Diez años trabajó Lanzmann
en esta obra que dura nueve horas y media. Gracias a una información precisa y a un trabajo personal de investigación, el filme se convierte en productor de conocimientos históricos, hasta entonces ignorados, y, lo que es más importante, en el lugar de revelaciones inéditas. Hanna Zaidl, hija de uno de los testigos, Motke Zaidl, reconoce que ha sido ahora, ante Lanzmann, cuando su padre se ha entregado sin reservas a sus recuerdos. Ese punto de creación, de revelación de verdad, alcanza en algunos momentos del filme una expresión sobrecogedora: cuando fuerza el testimonio de testigos que no pueden soportar el sufrimiento del recuerdo o cuando arranca con engaño a testigos nazis verdades jamás oídas. Que la palabra Shoah se esté imponiendo a otras, como Auschwitz u Holocausto, para designar el genocidio judío, se debe fundamentalmente al peso de este filme en cuanto a generador de conocimientos y transmisor de experiencias.

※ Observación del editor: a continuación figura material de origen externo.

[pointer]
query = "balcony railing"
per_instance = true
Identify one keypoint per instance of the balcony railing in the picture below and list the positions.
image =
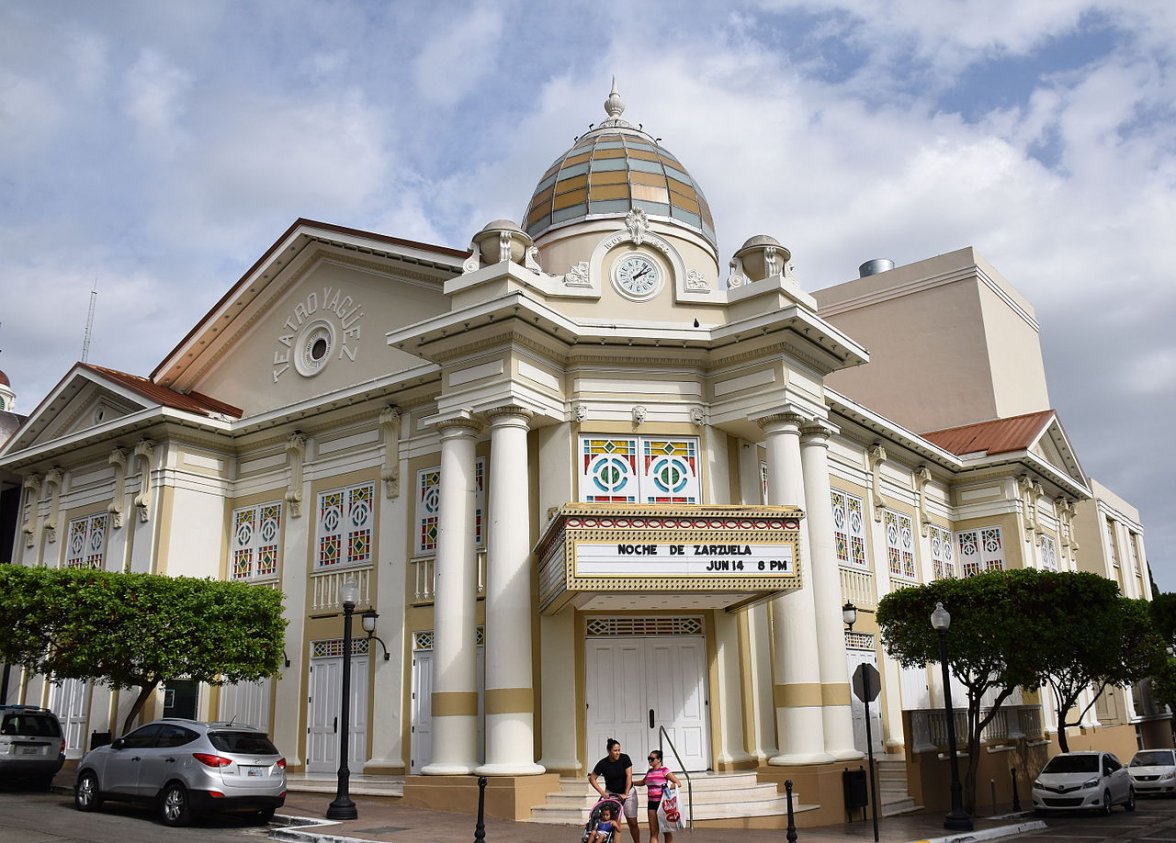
(422, 577)
(929, 728)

Todo está medido, graduado, empezando por la primera secuencia en la que el director enseña sus cartas. ¿No es acaso el Holocausto judío un proyecto demoniaco de olvido, de negación del crimen dentro del crimen, de asesinato industrial de un pueblo sin dejar rastro? A ese descomunal reto responde Shoah como un proyecto de memoria. Lanzmann convoca a un puñado de testigos excepcionales que llevan de la mano al espectador por parajes que han borrado todo rastro del pasado para decirnos, como hace Simon Srebnik en las primeras imágenes, "era aquí". Este bosque no es un lugar apacible, como parece, sino un lugar de muerte. "Era aquí" donde llegaban los camiones, con cámara de gas incorporada, donde tiraban la carga de los asesinados durante el camino. Las palabras de los testigos nos hacen ver fosas comunes bajo la verde pradera y descubrir bajo el agua transparente del río las cenizas de los cadáveres calcinados, mientras la cámara se detiene en esas ventanas con los visillos echados tras las que hoy como ayer veían los polacos todo lo que ocurría.

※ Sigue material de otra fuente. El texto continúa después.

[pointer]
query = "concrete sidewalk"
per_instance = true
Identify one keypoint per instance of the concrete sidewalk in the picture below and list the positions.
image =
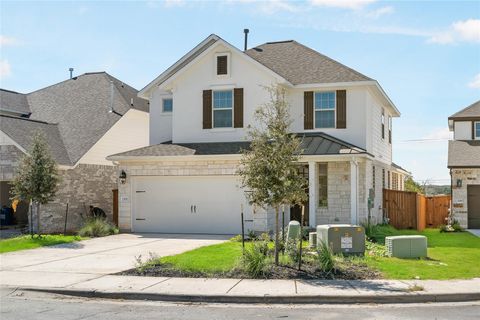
(254, 291)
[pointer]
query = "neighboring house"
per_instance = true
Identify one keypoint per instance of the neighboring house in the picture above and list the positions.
(464, 165)
(200, 110)
(83, 119)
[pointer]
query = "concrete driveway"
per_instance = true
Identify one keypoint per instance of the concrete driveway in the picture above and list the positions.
(66, 264)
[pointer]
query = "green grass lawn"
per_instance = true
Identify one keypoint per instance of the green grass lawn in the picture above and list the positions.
(210, 259)
(26, 242)
(451, 256)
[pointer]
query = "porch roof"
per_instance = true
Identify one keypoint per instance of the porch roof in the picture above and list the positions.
(317, 143)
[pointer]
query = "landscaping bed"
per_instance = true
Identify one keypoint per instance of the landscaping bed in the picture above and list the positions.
(27, 242)
(450, 256)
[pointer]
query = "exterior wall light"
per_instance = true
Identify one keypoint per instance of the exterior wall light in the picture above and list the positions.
(459, 183)
(123, 177)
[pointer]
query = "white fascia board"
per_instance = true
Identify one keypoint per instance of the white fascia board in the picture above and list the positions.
(335, 84)
(145, 92)
(166, 85)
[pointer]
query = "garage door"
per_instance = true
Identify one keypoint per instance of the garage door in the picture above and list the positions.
(473, 192)
(186, 204)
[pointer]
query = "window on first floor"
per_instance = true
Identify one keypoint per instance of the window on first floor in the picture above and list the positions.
(324, 106)
(322, 185)
(222, 109)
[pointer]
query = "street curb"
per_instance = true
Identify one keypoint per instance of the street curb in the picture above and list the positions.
(268, 299)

Es éste un filme inusual, empezando por su duración. Es como si el director quisiera arrancar al espectador de sus quehaceres ordinarios, le aislara en el silencio y soledad de una sala cinematográfica con la finalidad de someterle a una experiencia desconocida. Transformar al espectador en testigo. Primo Levi escribe en Si esto es un hombre estas extrañas palabras dirigidas a sus lectores: "Los jueces sois vosotros". ¿En qué puede un lector juzgar un acontecimiento de barbarie como éste? ¿sabe el lector más que el testigo?, ¿qué justicia puede administrar el lector de libros como Shoah o los de Levi? La frase se ilumina si recordamos que, para las víctimas, hacer justicia es reconocer la actualidad de sus injusticias. En la medida en que la memoria del lector o del espectador se carga con el relato de los campos, les hace justicia pues seguirán planteando la vigencia de las injusticias pasadas y no saldadas. Un buen conocedor de Lanzmann, Jean François Forges, dice que su obra "coloca al espectador en una decidida actitud de combate por la verdad del cine, por la verdad de la humanidad, y también por la resistencia y por la vida".

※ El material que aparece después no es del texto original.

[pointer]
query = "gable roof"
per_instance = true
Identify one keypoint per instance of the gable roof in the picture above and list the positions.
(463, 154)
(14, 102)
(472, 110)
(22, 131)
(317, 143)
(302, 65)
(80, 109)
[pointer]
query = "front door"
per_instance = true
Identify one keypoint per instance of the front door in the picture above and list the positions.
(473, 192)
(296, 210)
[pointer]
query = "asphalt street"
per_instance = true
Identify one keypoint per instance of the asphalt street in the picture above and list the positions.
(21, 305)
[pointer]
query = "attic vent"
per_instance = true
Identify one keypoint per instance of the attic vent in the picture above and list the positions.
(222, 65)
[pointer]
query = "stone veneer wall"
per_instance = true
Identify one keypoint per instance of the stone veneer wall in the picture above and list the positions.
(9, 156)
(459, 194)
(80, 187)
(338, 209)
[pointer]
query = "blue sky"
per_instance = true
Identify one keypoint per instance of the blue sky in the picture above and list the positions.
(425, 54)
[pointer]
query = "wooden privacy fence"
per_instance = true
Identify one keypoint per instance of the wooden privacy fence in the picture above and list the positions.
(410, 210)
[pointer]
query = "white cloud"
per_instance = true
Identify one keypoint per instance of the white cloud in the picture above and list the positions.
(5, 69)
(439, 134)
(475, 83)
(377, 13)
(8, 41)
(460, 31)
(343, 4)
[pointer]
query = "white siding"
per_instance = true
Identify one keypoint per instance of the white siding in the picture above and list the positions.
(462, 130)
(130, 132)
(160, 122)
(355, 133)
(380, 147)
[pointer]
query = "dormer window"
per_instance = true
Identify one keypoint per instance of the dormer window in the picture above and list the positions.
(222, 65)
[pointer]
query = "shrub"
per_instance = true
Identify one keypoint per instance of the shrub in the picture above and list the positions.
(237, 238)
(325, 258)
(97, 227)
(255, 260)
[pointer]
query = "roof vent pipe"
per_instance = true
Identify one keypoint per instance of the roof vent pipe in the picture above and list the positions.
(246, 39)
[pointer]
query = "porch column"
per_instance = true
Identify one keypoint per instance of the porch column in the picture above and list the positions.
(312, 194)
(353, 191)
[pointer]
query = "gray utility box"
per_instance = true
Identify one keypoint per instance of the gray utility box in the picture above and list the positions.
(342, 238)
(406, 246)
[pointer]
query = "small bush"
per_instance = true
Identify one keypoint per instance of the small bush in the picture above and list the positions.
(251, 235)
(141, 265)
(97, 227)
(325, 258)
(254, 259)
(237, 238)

La genialidad del filme gravita sobre el libro, pero este texto tiene, en la desnudez de sus palabras, vida propia. No hay ruido de trenes ni imágenes de rostros heridos o de caras cínicas o indiferentes. Pero están las palabras conmovidas de los testigos, las explicaciones cómplices del sargento nazi, las viejas palabras del católico antisemita o los silencios escurridizos de los paisanos polacos a preguntas comprometedoras. Esas palabras entregan al lector una mirada sobre la realidad presente que ninguna historia, por muy científica que se quiera, podrá igualar.